How can you find out how your TAs are doing? Some obvious answers are attending recitations, having the TA videotaped and watching the tape with him/her, using student evaluations gathered over the course of the semester. All these are time consuming, but worth the effort. Another idea is to have TAs buddy up either with students who have TAed the subject before, or who are currently TAing the subject. Partners can be another important source of feedback, and can take some of the pressure off of you.

Finally, ask the TAs how you are doing, and how they think the subject is going. Talk with them about your strategies for teaching – why you’re presenting the material in a certain way, or choosing the kinds of problems you are. Because they are in the "trenches," TAs have an excellent perspective on the strengths and weaknesses of the class. Make it safe for them to give you an honest appraisal of how the subject is progressing throughout the semester.

Think about ways to deal with underperforming TAs. You’ve heard through the grapevine that students are leaving one TA’s section in droves because he/she speaks with a thick accent. Or a student comes to you and complains that the TA is not respectful of the students in the class; he/she is often openly critical of them and their work. Or you have heard from other TAs that one of their colleagues is always unprepared when he/she comes to class.

What do you do?

As with many problems you face as a supervisor, there are no easy answers to that question.

It’s a cliche, but it’s true: Communication is the beginning point. If you have already established a good relationship with your TAs, that will give you a basis from which to work if problems arise. Perhaps the person doesn’t realize he/she is responding negatively to students. Maybe his/her research is particularly problematic, and there just isn't time to prepare for class. In any case, exploring the roots and dimensions of the problem with the individual is the first step.
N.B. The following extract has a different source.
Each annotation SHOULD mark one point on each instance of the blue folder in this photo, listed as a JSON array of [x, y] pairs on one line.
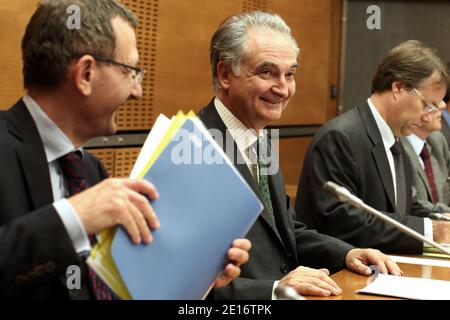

Check out other resources that could help, including other TAs in the group. (Often having one TA sit in on another’s class and pointing out problems in communication is all that is needed.) The Teaching and Learning Laboratory can work with TAs who are having problems getting material across in the classroom. And Foreign Languages and Literatures has resources for TAs whose first language is not English.


Anticipate TA concerns

Being a TA is fraught with anxieties. As Duba-Biedermann writes, "[TAs] must step gingerly through delicate relationships with faculty on whom they depend for their current livelihood as well as for gaining entry into the scholarly professions." (p. 7).

This situation can be particularly difficult if the faculty member for whom the TA is working is also his/her thesis advisor, because the need to perform superbly can be especially felt. On the other hand, TAs report being caught between two professors: the faculty member for whom they are TAing who is demanding excellent work in the classroom, and their thesis advisor who is unhappy about any time being taken away from research.

On top of that, TAs have particular concerns about their roles as "middlemen" between students and professor. What should they do if students come to complain to them about the professor’s teaching? How should they handle it if they suddenly find themselves with twice as many students as other TAs have? What if students feel an exam was unfair, or the workload is too burdensome – and they agree with the students?

I bring up these issues because I want to remind you of what it is like to be a TA in a major research university. It’s not an easy task; we can make it easier.

In the end, managing TAs well bears fruit: TAs grow in their professional development, faculty have a tremendous resource they can rely on to share their teaching responsibilities, and the students get the kind of personalized attention that contributes so much to their educational experience. It’s a win-win situation for everybody.